The House of Representatives has taken major steps to make Donald Trump the third president in history to be impeached, after it approved procedures for the inquiry that is highly likely to explode in the public in the upcoming weeks, The Hill said.
The measure, which establishes rules for open hearings and the questioning of witnesses by members and staff, passed in a 232-196 party-line vote with just two Democrats voting against it and no Republicans supporting it.
The Democrats who voted no were Reps. Collin Peterson (Minn.) and Jefferson Van Drew (N.J.), who both represent districts won by Trump in the 2016 election.
Rep. Justin Amash, an Independent from Michigan who left the GOP this year after he endorsed impeaching Trump, voted for the measure.

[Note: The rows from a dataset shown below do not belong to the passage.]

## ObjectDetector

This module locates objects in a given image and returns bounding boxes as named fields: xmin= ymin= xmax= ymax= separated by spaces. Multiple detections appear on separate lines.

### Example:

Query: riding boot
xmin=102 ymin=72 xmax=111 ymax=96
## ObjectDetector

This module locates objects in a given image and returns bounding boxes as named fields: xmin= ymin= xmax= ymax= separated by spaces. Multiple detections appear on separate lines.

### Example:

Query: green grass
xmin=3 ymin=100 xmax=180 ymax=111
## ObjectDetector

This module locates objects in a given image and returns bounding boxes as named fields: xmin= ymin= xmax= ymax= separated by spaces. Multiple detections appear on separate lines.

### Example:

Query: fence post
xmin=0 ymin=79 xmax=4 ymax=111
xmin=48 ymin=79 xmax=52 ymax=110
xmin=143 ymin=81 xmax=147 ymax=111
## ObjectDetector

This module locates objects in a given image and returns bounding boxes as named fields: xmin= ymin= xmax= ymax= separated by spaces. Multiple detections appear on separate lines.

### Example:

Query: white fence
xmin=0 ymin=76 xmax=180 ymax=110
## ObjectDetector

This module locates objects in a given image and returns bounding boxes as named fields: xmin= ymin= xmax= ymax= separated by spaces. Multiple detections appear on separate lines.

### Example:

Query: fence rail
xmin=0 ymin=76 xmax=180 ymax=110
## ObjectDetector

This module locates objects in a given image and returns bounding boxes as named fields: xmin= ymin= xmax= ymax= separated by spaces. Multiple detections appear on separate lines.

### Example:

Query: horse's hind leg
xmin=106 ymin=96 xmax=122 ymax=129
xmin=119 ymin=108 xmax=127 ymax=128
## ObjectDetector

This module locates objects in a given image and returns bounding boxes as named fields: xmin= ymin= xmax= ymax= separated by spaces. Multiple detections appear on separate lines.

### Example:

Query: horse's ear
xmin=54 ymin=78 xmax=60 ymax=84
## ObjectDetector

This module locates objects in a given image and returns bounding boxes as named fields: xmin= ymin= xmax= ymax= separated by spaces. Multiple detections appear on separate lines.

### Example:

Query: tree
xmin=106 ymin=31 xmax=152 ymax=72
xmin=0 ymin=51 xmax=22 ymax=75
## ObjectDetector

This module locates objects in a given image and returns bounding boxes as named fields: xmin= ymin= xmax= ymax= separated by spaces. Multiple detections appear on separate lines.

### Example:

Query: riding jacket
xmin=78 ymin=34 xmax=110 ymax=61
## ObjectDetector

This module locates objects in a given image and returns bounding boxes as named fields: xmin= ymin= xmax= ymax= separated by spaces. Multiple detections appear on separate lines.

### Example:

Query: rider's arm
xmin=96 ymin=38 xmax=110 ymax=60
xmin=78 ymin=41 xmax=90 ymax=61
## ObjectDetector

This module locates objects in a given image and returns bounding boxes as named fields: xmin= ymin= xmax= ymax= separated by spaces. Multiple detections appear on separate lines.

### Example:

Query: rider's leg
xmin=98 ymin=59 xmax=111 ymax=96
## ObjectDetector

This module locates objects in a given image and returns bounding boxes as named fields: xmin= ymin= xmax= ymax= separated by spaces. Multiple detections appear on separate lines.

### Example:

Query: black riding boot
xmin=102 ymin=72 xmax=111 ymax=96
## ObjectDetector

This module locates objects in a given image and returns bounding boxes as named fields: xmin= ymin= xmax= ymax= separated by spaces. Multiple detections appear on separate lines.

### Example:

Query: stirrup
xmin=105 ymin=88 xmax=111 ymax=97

Democrats cast the vote as a serious step that upheld the House’s constitutional role as an independent branch of the government.
“This is something that is very solemn, that is something prayerful,” Speaker Nancy Pelosi (D-Calif.) said in a floor speech ahead of the vote. “What is at stake in all of this is nothing less than our democracy.”
Pelosi presided over the chamber during the vote, a step meant to underscore the significance of the moment. During her floor speech, she stood next to a poster of the American flag.
Republicans said Democrats were seeking to remove a president they cannot defeat at the ballot box, and argued it was improper to move forward just a year before the presidential election.